Breakthrough in refractory indolent non-Hodgkin’s lymphoma

 

 

CLEMENTINE:

Hello! You’re on MD-FM INSIGHT, the first medical web radio. Today we’ll be devoting our "Question & Answer" program to the treatment of patients with refractory indolent non-Hodgkin’s lymphoma.

 

Slow-growing, or indolent, non-Hodgkin lymphomas are difficult to treat, with most patients relapsing repeatedly and the disease becoming increasingly resistant to therapy over time. However, it has been more than ten years since a treatment with a new mechanism of action has been approved for this condition.

 

At the 2013 annual meeting of the American Society of Hematology, which took place last December in New Orleans, we interviewed Pr. Ajay Gopal, from the University of Washington School of Medicine in Seattle, who presented the results of a phase 2 study evaluating the investigational agent idelalisib in patients with indolent B-Cell non-Hodgkin’s lymphoma that’s refractory to standard treatment with both rituximab and chemotherapy containing alkylating agents.

 

 

CLEMENTINE:

Hello Dr. Gopal, first of all, give us an overview on indolent non-Hodgkin’s lymphoma:

 

GOPAL:

“So an indolent B-cell lymphoma is an incurable disease and, though we have many improved therapies now, inevitably these therapies eventually stop working and patients die of their disease.
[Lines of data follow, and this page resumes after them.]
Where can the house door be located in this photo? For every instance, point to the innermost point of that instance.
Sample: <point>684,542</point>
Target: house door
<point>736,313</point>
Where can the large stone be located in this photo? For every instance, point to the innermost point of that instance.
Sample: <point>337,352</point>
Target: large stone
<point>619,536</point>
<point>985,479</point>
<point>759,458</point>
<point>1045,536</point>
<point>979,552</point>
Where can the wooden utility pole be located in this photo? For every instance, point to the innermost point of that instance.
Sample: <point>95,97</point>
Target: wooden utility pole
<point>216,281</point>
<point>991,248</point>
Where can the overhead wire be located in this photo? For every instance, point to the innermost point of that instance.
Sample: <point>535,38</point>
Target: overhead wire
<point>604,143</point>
So there’s a desperate need for better therapies, safe therapies, in patients that have disease that has become refractory to standard alkylating chemotherapy and also refractory to rituximab.”

 

CLEMENTINE:

What is this new agent idelalisib, why is theoretically interesting for indolent non-Hodgkin’s lymphoma?

 

GOPAL:

“The specific target is the delta isoform of the P-I-3 kinase enzyme, which mediates several key biochemical pathways within the malignant B-cell, including mediates B-cell receptor signaling. So there’s preclinical data suggesting that, by targeting and inhibiting this specific enzyme you can induce cell death in malignant B-cells.”

 

CLEMENTINE:

Can you tell us just a few words on the design of your study?

 

GOPAL:

“It was a phase II study, a single arm study of 125 patients who had to meet the definition of double refractory indolent B-cell lymphoma, so they had to have disease that was refractory to both rituximab and refractory to alkylating agents, such as bendamustine or cyclophosphamide or chlorambucil. So this was the inclusion criteria.”

 

CLEMENTINE:

Ok so how effective was idelalisib in these patients?

 

GOPAL:

“So the main results, first, just noting that this was an oral agent, it’s a pill, patients take 150 mg twice a day and they take it continuously, until they have disease progression, or unacceptable side effects. So the main result in this population was the overall response rate of 57 percent in this group of patients with a double refractory disease.”

 

CLEMENTINE:

So it’s a very good result isn’t it?

 

GOPAL:

“Right we’re very encouraged, there’s very little data in this population because most drugs don’t work. So we were certainly very encouraged and 90 percent of patients had reduction in their lymph node size.”

 

CLEMENTINE:

What about the safety data, what did they show?

 

GOPAL:

“The safety: this was actually very well tolerated, relative to other therapies, there was some transaminase elevation early on but, in the vast majority of patients, we just noted the lab abnormality and they continued taking the drug and it resolved on its own. There is some late diarrhea in a minority of patients, after being on the drug for 6 to 12 months, which also can be treated either by pausing the drug or treating with anti-inflammatories.”

 

CLEMENTINE:

So what is your take home message?

 

GOPAL:

“I think the whole community is very excited with this because we all have numbers of patients in our clinic really with very few options and so, with such a low toxicity oral therapy, we’re hopeful that this will provide meaningful benefit to them.”

 

 

Clementine:

This show is over. By visiting the MD-FM website, you can check out the themes of the programs we will be offering you regularly.

See you soon on MD-FM.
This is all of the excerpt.